Heating up pans isn't hard, but it's important to bear a few things in mind for the best results – with your food and in terms of the longevity of your kitchenware.
"Quality pans with an optimal base thickness are good at retaining heat, but it's important to heat the pan for a sufficient amount of time before adding food (approx. 2-3 minutes) so that the pan's sides also heat up. A pan that has been thoroughly heated through will hold its temperature better when you add meat or vegetables. Once the pan has been thoroughly heated, add your fat and continue cooking at a lower temperature (approx. 2/3 of the original heat)," is what Henrik Hansen, Quality Manager at SCANPAN has to say about heating pans.
"Turn the head down from full, so that the pan's temperature doesn't overheat while you prepare the food, or if you get distracted by your phone, for example. On an induction hob, this can be a matter of seconds if the pan is on full heat.”
Are you familiar with this problem? You've bought a pan with a nonstick coating, you use it for frying and the nonstick effect starts to deteriorate.
Henrik Hansen can also help avoid this issue:
"The reason the slip effect deteriorates, or even disappears completely, can be because you have subjected your pan, with e.g. oil, to overheating and other treatment that your nonstick pan is unable to withstand.
Overheating typically happens when oil or fats get too hot, not the pot or pan. If the oil gets too hot, it can burn and stick to the nonstick coating, which then deteriorates over time. If the oil is smoking then it's too hot," Hansen explains, repeating that:
"The key to correctly heating your pans is timing, as mentioned previously. If you choose to heat with high temperatures, only do so for a few minutes."
SCANPAN's nonstick cookware can handle temperatures higher than 95% of the fats used in the kitchen.
Correctly heating your pans is all about timing, so if you choose to heat using high temperatures, make sure it's only for a few minutes at a time.
There are many benefits to using induction as a heat source, including saving energy, reduced risk of burning yourself on the hob and faster temperature adjustment. Another benefit, but one which you have to be careful of when heating pans, is that induction hobs heat up kitchenware much faster than traditional hobs.

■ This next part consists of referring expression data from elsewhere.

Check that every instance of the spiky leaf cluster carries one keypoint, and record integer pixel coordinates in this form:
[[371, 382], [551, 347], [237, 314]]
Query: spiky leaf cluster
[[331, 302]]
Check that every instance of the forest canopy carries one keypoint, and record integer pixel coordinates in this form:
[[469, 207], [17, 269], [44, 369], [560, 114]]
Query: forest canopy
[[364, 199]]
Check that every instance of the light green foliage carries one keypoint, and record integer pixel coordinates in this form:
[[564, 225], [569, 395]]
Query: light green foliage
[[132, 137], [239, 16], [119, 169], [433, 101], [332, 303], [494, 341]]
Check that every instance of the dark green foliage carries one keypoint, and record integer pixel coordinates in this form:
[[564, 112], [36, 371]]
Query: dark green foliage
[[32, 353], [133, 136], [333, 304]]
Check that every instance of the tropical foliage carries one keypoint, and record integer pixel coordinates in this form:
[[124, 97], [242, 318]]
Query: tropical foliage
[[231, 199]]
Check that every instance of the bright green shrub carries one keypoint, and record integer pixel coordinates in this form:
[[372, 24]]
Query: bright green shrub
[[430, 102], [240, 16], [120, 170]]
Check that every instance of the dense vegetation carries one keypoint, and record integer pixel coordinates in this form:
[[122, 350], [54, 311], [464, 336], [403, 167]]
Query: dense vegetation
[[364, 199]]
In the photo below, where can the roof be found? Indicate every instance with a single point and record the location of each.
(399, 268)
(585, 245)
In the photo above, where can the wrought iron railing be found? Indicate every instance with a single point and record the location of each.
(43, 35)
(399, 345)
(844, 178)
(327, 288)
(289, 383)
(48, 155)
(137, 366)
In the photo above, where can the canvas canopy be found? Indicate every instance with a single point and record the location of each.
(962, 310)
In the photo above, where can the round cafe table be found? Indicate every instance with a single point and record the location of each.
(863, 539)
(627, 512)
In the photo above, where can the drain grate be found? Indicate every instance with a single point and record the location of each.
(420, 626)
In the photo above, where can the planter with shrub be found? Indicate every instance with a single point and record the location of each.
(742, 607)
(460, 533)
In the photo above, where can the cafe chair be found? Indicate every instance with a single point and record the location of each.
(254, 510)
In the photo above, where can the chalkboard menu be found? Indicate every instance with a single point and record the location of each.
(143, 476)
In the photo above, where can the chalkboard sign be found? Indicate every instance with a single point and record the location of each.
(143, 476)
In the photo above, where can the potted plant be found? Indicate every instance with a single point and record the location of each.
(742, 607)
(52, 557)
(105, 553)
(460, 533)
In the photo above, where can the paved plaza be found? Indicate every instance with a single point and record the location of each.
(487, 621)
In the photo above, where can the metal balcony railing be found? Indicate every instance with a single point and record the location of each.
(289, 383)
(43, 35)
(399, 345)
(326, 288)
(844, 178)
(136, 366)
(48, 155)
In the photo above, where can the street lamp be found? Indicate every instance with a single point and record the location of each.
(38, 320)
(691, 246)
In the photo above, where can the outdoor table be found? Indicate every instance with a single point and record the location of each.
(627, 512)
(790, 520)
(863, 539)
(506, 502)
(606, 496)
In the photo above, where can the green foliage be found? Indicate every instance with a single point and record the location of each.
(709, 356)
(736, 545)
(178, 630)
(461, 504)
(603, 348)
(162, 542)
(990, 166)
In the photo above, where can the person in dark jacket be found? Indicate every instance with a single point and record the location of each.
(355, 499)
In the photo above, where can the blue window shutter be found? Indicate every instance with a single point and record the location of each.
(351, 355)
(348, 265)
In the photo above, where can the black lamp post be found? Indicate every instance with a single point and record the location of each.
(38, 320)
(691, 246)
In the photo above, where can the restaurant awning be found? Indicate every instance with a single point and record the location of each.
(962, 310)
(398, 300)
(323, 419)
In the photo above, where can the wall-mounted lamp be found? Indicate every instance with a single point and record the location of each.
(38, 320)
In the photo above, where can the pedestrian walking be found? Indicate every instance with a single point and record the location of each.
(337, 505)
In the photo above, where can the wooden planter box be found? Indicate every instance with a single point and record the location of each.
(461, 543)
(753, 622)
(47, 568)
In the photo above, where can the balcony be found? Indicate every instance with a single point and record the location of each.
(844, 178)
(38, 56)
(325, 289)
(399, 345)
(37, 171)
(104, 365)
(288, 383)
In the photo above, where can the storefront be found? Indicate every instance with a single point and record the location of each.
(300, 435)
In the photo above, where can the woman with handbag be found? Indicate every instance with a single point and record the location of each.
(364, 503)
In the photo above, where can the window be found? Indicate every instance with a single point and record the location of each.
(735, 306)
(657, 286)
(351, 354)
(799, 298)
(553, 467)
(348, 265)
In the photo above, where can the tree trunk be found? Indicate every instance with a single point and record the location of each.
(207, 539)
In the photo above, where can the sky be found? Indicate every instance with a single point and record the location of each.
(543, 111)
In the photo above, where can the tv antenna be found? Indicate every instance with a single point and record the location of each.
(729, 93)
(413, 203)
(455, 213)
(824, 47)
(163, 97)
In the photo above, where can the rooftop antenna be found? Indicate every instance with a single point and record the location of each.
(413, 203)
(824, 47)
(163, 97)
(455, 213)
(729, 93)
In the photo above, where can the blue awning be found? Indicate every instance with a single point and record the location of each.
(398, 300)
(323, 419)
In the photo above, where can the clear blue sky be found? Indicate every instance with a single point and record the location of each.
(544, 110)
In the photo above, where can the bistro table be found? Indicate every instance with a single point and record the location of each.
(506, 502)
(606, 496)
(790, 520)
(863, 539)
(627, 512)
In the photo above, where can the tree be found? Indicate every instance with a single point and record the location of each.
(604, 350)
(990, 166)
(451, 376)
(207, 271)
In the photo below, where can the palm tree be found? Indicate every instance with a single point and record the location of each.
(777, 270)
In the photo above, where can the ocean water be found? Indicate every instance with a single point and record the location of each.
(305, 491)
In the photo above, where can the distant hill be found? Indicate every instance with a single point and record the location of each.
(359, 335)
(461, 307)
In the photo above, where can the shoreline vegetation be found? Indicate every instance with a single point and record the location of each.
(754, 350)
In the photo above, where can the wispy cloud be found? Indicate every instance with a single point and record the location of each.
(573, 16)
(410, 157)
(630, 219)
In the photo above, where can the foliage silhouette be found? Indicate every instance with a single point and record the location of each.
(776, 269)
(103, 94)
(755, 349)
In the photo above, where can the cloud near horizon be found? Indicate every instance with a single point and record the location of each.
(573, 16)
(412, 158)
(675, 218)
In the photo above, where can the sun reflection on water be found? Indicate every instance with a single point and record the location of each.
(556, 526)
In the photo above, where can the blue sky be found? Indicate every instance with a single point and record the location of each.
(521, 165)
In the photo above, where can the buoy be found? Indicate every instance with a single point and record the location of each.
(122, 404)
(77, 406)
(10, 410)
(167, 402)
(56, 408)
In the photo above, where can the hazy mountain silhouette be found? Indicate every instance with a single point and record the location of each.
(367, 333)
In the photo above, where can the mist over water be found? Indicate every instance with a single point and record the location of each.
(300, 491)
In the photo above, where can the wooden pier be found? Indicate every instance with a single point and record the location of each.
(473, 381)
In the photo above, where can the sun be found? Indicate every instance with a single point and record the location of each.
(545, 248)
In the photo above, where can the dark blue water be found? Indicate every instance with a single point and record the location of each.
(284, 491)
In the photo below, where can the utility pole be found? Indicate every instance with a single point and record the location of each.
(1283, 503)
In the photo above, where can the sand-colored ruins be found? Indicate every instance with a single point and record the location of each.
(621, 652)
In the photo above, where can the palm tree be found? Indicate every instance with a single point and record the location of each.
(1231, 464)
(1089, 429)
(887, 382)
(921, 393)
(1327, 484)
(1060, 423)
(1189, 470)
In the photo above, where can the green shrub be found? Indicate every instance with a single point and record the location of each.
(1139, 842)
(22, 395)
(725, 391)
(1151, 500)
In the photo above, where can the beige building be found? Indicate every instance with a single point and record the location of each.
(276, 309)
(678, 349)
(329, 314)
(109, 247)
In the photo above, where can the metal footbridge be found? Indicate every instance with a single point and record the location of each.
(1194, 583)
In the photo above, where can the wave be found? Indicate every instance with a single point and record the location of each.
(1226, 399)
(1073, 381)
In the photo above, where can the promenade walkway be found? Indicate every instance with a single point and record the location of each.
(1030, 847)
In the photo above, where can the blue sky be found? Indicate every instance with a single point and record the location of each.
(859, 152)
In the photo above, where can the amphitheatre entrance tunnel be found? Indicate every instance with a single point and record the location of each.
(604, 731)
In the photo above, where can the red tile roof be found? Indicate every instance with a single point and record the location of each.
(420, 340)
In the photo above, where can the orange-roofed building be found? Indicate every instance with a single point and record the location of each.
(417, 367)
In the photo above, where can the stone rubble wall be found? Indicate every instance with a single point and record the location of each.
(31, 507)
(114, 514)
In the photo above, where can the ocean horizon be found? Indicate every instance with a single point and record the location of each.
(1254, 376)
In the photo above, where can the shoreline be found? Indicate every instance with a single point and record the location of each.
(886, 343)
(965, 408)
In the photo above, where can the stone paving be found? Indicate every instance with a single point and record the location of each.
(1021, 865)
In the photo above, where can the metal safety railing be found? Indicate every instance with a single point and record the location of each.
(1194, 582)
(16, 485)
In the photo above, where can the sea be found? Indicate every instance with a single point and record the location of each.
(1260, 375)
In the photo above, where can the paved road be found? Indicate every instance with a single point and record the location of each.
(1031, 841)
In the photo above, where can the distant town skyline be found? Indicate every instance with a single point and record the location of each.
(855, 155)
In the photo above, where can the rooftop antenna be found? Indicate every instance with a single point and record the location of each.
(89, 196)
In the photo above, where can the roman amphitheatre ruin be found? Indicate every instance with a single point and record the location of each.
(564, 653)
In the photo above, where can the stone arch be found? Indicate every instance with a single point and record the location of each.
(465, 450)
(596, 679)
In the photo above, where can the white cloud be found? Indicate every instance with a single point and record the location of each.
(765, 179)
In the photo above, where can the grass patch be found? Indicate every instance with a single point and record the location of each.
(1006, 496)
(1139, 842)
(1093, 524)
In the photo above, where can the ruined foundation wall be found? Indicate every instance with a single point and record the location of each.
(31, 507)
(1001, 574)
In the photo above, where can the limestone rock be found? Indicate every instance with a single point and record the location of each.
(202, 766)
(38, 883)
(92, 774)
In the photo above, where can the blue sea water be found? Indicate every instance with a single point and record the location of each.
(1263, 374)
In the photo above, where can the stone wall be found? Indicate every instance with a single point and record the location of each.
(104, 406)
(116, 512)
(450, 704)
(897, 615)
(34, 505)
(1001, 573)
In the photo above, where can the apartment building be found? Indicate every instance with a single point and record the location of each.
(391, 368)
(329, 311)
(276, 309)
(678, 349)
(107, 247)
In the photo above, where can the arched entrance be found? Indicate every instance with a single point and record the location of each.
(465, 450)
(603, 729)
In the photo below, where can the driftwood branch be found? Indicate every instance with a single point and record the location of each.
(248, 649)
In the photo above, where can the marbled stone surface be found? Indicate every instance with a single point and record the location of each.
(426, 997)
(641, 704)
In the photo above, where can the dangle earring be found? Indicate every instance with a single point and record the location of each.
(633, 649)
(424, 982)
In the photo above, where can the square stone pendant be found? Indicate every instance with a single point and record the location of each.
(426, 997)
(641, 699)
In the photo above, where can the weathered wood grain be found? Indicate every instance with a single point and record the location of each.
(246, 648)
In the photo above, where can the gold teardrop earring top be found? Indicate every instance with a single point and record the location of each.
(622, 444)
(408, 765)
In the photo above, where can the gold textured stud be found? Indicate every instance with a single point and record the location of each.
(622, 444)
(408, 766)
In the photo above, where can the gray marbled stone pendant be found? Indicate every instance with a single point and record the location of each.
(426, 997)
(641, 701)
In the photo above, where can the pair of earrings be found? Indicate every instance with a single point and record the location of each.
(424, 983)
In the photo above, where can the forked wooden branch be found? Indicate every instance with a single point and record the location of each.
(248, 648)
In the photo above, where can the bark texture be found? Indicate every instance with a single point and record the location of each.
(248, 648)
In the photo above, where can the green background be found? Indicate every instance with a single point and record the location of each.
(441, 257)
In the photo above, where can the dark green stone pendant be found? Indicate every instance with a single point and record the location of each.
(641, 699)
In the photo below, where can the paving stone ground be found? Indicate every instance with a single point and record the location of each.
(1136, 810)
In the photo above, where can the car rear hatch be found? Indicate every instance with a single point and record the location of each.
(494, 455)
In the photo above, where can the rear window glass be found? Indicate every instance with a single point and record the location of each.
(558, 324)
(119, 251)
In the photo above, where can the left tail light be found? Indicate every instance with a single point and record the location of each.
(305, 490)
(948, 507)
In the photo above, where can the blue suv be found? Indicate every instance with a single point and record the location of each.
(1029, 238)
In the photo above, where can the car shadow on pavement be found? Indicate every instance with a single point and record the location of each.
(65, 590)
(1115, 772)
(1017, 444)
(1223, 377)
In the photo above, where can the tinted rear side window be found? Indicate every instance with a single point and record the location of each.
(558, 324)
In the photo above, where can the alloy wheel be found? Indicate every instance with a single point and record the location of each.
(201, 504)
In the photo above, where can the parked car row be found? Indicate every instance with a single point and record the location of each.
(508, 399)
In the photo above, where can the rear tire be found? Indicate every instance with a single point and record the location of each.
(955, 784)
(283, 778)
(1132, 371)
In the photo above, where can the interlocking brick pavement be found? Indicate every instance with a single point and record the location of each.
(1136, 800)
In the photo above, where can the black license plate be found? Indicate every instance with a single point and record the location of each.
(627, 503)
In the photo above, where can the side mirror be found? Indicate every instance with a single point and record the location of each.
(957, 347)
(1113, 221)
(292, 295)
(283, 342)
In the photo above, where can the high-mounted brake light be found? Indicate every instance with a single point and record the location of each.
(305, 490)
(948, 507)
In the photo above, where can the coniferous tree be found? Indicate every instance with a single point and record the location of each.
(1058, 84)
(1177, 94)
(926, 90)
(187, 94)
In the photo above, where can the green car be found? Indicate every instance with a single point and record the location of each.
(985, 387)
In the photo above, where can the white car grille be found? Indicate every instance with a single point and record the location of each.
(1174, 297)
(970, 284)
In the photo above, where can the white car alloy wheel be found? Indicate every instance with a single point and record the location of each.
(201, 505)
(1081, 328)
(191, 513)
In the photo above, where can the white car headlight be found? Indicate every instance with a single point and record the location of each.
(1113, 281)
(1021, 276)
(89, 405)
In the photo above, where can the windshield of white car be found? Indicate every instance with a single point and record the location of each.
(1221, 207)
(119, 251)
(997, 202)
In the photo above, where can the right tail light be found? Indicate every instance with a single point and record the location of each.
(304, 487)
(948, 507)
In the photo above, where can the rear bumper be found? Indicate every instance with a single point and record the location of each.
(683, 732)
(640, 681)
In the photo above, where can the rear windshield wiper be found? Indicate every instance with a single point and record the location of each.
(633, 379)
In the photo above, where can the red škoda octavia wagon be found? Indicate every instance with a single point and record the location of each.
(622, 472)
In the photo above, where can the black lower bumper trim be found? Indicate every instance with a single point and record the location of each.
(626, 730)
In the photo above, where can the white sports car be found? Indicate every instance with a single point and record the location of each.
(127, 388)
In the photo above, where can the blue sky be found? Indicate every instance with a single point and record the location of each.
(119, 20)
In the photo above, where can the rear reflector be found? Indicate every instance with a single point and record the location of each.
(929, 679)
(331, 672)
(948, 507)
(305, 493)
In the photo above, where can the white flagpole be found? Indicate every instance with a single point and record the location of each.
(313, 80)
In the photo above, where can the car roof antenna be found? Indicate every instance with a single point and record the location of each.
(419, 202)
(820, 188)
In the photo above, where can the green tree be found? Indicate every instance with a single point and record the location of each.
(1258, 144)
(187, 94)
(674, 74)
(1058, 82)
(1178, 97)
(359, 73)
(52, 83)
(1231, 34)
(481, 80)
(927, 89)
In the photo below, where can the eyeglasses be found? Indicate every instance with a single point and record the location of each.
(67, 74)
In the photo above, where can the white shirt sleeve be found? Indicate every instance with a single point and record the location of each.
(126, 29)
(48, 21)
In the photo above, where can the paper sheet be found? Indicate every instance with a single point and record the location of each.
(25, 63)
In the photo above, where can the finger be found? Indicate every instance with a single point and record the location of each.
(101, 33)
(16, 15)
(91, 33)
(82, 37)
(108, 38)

"You can heat a dry pan on high heat on an induction hob, but only for 2-3 minutes at a time. Then turn down the heat to 2/3 and add any oil or other fat, if required. If you 'overheat' for a long period of time, the fat will burn to the base of the pan and will, over time, destroy the coating, which becomes discoloured both inside and out," Hansen explains.
To give your pans an extra long life in the kitchen, and a long-lasting nonstick effect and easy cleaning, it's essential that you heat them correctly.
"It's also important to clean your pans by hand with soap and water. Dishwasher chemicals are too harsh on nonstick coatings," concludes Hansen; another simple tip, but good to know.